AI Agents
Authentication Type: No Authentication Description: AI-powered analysis and processing tools including vision analysis, audio transcription with speaker diarization, and text embeddings generation.
Vision Analysis
AI-powered image and visual content analysis.
Analyze Image
Analyze an image using an AI model to extract insights, descriptions, objects, text, or other details. Provide the image URL and specify which AI model to use.
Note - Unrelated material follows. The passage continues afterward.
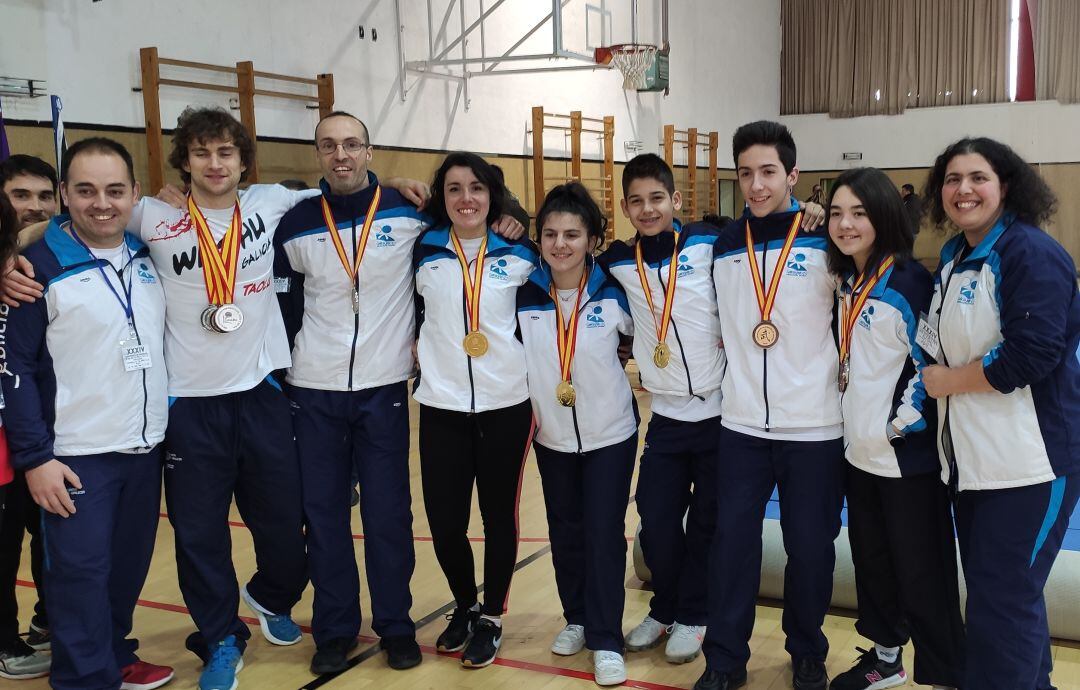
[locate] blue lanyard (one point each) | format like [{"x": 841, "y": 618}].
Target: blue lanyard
[{"x": 126, "y": 306}]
Operation Type: Query (Read)
Parameters:
- prompt
string(required): Prompt used to analyze the image - imageUrl
string(required): URL of the image to analyze - model
string(required): LLM model to use for image analysis. Options: "gpt-4o-mini", "gpt-4.1", "gpt-4.1-mini", "gpt-4.1-nano", "gemini-2.5-flash-preview-05-20"
Returns:
- result
string: The AI-generated analysis of the image
Example Usage:
{
"prompt": "Analyze this product image and describe its features, condition, and potential market value. Include details about materials, design elements, and any visible wear or damage.",
"imageUrl": "https://example.com/images/vintage-watch.jpg",
"model": "gpt-4o-mini"
}
Audio Transcription
Transcribe audio files with speaker diarization using OpenAI Whisper.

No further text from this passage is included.